Павел — первый из государей подумал о введении у нас общего и единого для всех закона. Его царствование является поэтому переходом от правления личностей к правлению закона. Другим его желанием было, чтобы лица, которым вверена участь масс, сами являлись образцовыми для подчиненных. Хотя в военном мире процветали «парадомания» и «экзерциция», но и здесь Павел Петрович руководился лучшими побуждениями. Его представление о службе проникнуто было возвышенными чувствами. Отпечаток рыцарских понятий легко наблюсти во всех его действиях. Служба, по его мнению, должна заключать в самой себе награду. Службу в передней, службу-пляску он не выносил. Павел I потому привязался к военному делу, что оно представлялось ему прежде всего школой благородства и рыцарства.
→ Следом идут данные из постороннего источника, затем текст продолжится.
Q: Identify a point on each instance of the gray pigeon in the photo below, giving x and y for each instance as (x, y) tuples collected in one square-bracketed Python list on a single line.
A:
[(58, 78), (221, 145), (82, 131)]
Сухопутная армия была разделена на. 11 дивизий. Третьей дивизией была Финляндская, и ею командовал генерал от инфантерии Каменский. При ревизии она оказалась не в особом порядке, и Павел не остановился перед тем, чтобы объявить замечание всем генералам финляндской инспекции. Он отказался признать их даже посредственными, а пока они «будут таковы, везде конечно и всеми будут биты».
Павел Петрович, вступив на престол, — как утверждает Ростопчин, — обнаружил желание «быть любезным». Французский посланник Сегюр усмотрел в нем желание нравиться. Отсюда проистекло его стремление восстановить привилегии. Это вполне подтверждает барон Гейкинг в своих воспоминаниях.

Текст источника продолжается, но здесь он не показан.